The respondents argued that the Act, 1997 and the Ain, 2003 are two different legislations and cannot be considered as one legislation as they were enacted to accomplish two different objectives. With regard to sec. 25(2) they submit that this section only facilitates the Bankruptcy Court to effectively deal with the debtors and the bankruptcy proceedings to bring it to a meaningful conclusion preventing the debtor to frustrate the proceeding by wanton disposition of its assets and properties.
Sec. 9(1)(i) of the Act, 1997 is claimed to be discriminatory in operation and it lacks proper guidelines. But the court finds no force in this contention, inasmuch as there are sufficient guidelines in this legislation to classify debtors. A group of debtors can be and in fact has been classified in one group for taking action against them under the Act, 1997 leaving the rest out of the group against whom action maybe taken before the Artha Rin Adalat for the recovery of the outstanding loan amount. But as to who among the debtors having a debt to the amount of taka 5 lac or more should be grouped together as a class by applying the said guidelines for initiating bankruptcy proceeding is a matter of discretion left to the administration of the bank or the financial institution or the body of individuals or to individual himself.

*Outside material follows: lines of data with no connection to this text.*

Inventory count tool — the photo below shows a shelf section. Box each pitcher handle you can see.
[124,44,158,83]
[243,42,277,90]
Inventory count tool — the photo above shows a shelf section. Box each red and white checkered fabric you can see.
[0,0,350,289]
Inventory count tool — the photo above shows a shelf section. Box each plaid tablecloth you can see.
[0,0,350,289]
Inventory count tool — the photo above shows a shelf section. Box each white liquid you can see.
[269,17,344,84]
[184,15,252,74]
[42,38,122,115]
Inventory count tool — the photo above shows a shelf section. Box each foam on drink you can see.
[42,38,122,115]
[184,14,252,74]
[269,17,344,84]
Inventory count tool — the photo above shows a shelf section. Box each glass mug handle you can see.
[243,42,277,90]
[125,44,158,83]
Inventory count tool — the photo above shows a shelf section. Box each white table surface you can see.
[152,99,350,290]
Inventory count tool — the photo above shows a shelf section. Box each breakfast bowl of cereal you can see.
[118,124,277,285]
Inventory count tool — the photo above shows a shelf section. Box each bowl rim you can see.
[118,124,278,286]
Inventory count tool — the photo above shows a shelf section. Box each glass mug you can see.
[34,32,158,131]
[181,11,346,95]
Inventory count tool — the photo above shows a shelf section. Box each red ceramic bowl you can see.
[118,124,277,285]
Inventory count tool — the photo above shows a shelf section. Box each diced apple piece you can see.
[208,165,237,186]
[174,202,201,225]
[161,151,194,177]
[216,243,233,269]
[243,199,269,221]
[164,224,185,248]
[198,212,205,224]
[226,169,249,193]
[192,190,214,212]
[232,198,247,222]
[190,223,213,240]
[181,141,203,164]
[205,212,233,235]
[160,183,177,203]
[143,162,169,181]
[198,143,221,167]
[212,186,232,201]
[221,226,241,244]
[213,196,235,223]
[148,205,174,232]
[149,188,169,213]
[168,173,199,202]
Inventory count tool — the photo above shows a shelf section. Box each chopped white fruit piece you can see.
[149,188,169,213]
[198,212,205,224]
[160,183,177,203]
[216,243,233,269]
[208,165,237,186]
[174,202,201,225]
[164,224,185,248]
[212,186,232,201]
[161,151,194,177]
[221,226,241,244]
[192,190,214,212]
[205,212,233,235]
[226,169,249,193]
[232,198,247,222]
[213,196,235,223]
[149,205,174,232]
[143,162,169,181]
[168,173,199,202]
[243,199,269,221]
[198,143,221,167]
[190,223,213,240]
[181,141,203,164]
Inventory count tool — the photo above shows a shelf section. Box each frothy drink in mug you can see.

The elements of discrimination have been consistently held to be offending the fundamental right i.e. all citizens to be treated as equal before law as contemplated under Article 27 of the Constitution. If the law under challenge is likely to be used or applied to produce different result as regards the persons of the same class or group. The classification to be valid must be founded on some intelligible differentia which distinguish the persons or things grouped together from others left out of the group and the differentia must have a rational relation or nexus to the object sought to be achieved by the statute in question.
In the present case, the debtors, having formed a class after applying the guidelines set out in sec. 9(1)(i), are similarly situated. Hence, there cannot be any discrimination or unequal treatment if bankruptcy proceeding is commenced against them.
Again, the court cannot subscribe the view of construing the Act, 1997 and the Ain, 2003 to be one law, as these two are different legislations and they are enacted by the legislature to attain different objectives. Sec. 9(1)(i) of the Act, 1997 is therefore, held to be a valid legislation.
The court, therefore, does not find any reason to sustain the Rule and the Rule is discharged.